Last month, the Interior Department moved to institute a temporary ban on drilling in the Arctic’s Beaufort and Chukchi seas between 2017 and 2022, thereby limiting offshore drilling to the Gulf of Mexico and Alaska’s Cook Inlet. Obama’s permanent withdrawal encompasses the entire U.S. portion of the Chukchi Sea and significant portions of the Beaufort Sea. It also covers 31 canyons in the Atlantic, stretching from New England to the Chesapeake Bay.

As it did following last month’s Interior announcement, the American Petroleum Institute blasted Obama’s decision, saying it “ignores congressional intent, our national security, and vital, good-paying job opportunities.”

“Fortunately, there is no such thing as a permanent ban, and we look forward to working with the new administration on fulfilling the will of American voters on energy production,” Erik Milito, the industry trade group’s director of upstream and industry operations, said in a statement.

The White House sees things quite differently. And by acting alongside Canada, the White House official said, the U.S. has reinforced the partnership between the two countries.

“The United States is not acting alone today,” the official said during the press call. “One of the principal arguments that people had made against the U.S. protecting its Arctic waters was perhaps all of that [oil and gas] activity would move into Canadian waters. And by acting jointly with Canada, I think we’ve sent a powerful signal.”

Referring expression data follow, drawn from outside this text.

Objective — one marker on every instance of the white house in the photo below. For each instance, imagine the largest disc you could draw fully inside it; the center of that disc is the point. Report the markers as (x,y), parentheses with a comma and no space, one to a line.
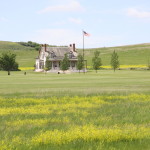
(55,55)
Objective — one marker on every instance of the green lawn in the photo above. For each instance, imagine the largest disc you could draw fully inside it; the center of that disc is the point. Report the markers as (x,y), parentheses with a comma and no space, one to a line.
(128,55)
(91,111)
(104,82)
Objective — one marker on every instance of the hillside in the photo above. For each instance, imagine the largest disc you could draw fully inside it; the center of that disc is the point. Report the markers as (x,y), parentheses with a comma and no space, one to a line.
(128,55)
(25,55)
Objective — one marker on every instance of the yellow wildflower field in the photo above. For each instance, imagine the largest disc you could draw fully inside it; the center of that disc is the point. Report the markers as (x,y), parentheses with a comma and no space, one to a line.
(30,123)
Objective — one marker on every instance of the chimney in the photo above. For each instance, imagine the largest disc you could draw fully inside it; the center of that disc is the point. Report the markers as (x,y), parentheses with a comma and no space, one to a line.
(45,47)
(74,48)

In a June report, Greenpeace found that proposed expansion of oil and gas drilling in the Arctic and the Gulf of Mexico would result in climate-related social costs between $58.6 billion and $179.2 billion ― enough to potentially outweigh the economic benefits of selling the energy. 

The Interior Department noted in its release that the new ban does not affect existing oil and gas leases, only future ones, and does not encompass a 2.8-million-acre nearshore area of the Beaufort Sea that is potentially rich in oil and gas.

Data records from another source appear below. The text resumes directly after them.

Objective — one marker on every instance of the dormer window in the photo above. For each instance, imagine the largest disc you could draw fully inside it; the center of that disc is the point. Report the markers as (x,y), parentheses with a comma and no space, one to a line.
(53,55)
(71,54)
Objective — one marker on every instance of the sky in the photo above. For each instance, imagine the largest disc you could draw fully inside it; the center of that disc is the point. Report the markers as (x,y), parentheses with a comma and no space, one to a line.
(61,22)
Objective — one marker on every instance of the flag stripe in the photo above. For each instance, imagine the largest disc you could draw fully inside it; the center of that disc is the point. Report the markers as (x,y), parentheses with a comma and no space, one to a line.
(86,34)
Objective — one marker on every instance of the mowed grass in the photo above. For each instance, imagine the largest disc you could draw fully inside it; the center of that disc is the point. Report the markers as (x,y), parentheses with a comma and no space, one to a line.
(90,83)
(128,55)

The collective actions taken by the U.S. and Canada, the White House said in a statement, safeguard a “sensitive and unique ecosystem that is unlike any other region on earth.”

“They reflect the scientific assessment that, even with the high safety standards that both our countries have put in place, the risks of an oil spill in this region are significant and our ability to clean up from a spill in the region’s harsh conditions is limited,” it said. 

The story has been updated with comments from NextGen Climate President Tom Steyer, the American Petroleum Institute and the Interior Department.